With the increasing prevalence of the Web and related internet technologies, societies around the world are witnessing a shift towards empowering citizens with more information and resources. However, this has started to transform into a two-way relationship; as more data becomes readily available (such as digital government, news, and commerce) and the number of user-friendly Web platforms increase citizens have started to provide their own data, often in the form of user-generated content on social networks and microblogging platforms. Moreover, it is the combination of these data sources that have to potential to support the growing needs of individuals, and society.

Recognised as a global issue, supporting the wellbeing of citizens has received significant attention over the last decade. Supporting citizen wellbeing, which could include areas of interest from supporting the elderly, to monitoring global health problems, have traditionally be studied and tackled with costly, often time-consuming offline methods. Whilst surveys, global censuses, field studies, and longitudinal studies all provide rich insights, with the capabilities of new technologies and the growing level of digital citizen engagement, we are now in a position to take advantage of them to support this global challenge.
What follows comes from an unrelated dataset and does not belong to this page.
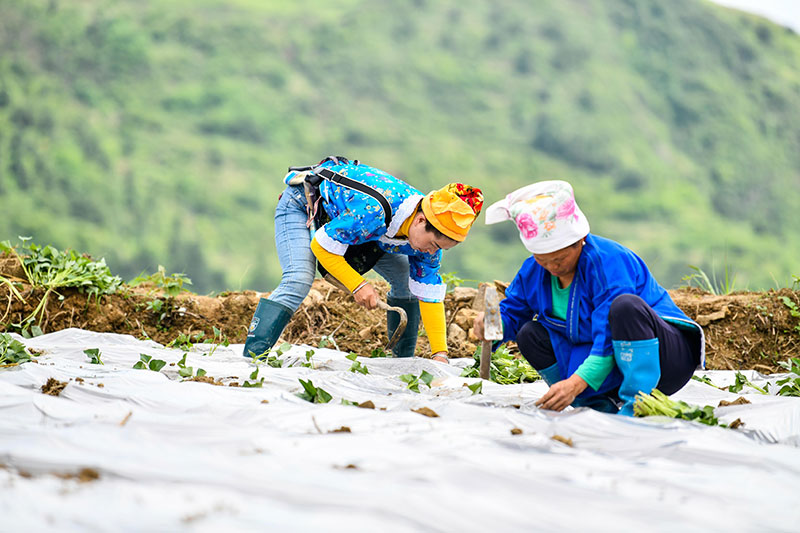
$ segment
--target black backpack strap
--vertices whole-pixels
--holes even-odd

In this project we want to explore the potential to harness different data sources in order to support the wellbeing of the global citizen. With access to a selection of demographic, Web, and Sensor datasets, the aim of the project is to :

  1. Formulate a set of questions which this data could be used to answer, including the wider social, economic, political implications (beneficial and issues) which may arise from using these data
  2. design and implement a proof-of-concept Web Observatory application which takes a selection (two or more) of datasets and provides insights which are not possible on their own.

2 x Presentations

  • Initial stating the problem and what they intend to do
  • Final, including their findings, wider implications, and then a walk through of their application and visualisation

Design Guidelines Documents

  • Short documentation of what was built, the thinking, and the methodology behind everything.

Working proof-of-concept

  • Code on Github or similar platforms
  • Working via the Web Observatory API
  • Uploaded to the Web Observatory API

To kick things off, you have been provided with a small prototype dashboard which takes a number of the datasets listed in the table below and visualises them in a working dashboard. a Demo of this can be found here:

Shenzhen Citizen-Dashboard

Demo Backend Code Frontend Code

NOTE: please use the openstreetmap branch, as Google maps will not work within the chinese firewall
  • Programming
    • Node, Javascript, Databases
  • Data/Analytics:
    • Transforming data from various formats into a consistent schema
    • Basic statistical analysis and understanding. Potential extension for regression analysis on forecasting the pollution of data
  • Theory:
    • Understanding of the PM25 readings
      • Wider societal effects that emerge from air pollution

Below are a set of simple to hard tasks which could be attempted with the datasets

Tasks that could be achieved within the week:

  • Simple:
    • Develop the dashboard to include the mapping and visualisation of Shenzhen air pollution data. this could be a separate visualisation, or an overlay on the current social data.
    • Map social media data which is relevant to air pollution discussion. Can you make this interactive?
    • Use NLP on the air pollution dataset in order to extract PM25 readings which can be geographically visualized
  • Medium:
    • Implement a time slider to allow interaction with the historic social media and air pollution.
    • Extend the dashboard to compare datasets (e.g., air pollution) between different cities.
      • Adelaide, Shenzhen, London, Irvine
    • In a similar approach to the historic view of the data, provide a real-time view of air pollution and social discussion within one or more citiies.
  • Hard:
    • Prediction of how the air pollution will change based on the historical data
      • Can the social media data be as a feature within this model?

Twitter Shenzhen Data

An ongoing collection of Twitter data containing tweets related to the area of Shenzhen. The datasets are specific to the geographic area of Shenzhen.

Total Records: > 50,000
From: 01/11/2015
Till: (ongoing)
Query []: “Shenzhen”

Twitter Air Pollution Data

An ongoing collection of Twitter data containing tweets related to air quality

Total Records: > 100,000
From: 26/10/2015
Till: (ongoing)
Query []: #airpollution OR #pm25 OR #pm2.5 OR "Air Quality Forecast" OR #airquality

Air pollution Data. (PM2.5)

From various countries around the world (including China, Singapore, USA, etc). To access end point. It is an hourly stream of data, requirs a GET command to access


Query: “http://www.pm25.in/api/querys/aqi_details.json?city=shenzhen&token=5j1znBVAsnSf5xQyNQyq”

Air pollution

US air quality data. Historical datasets.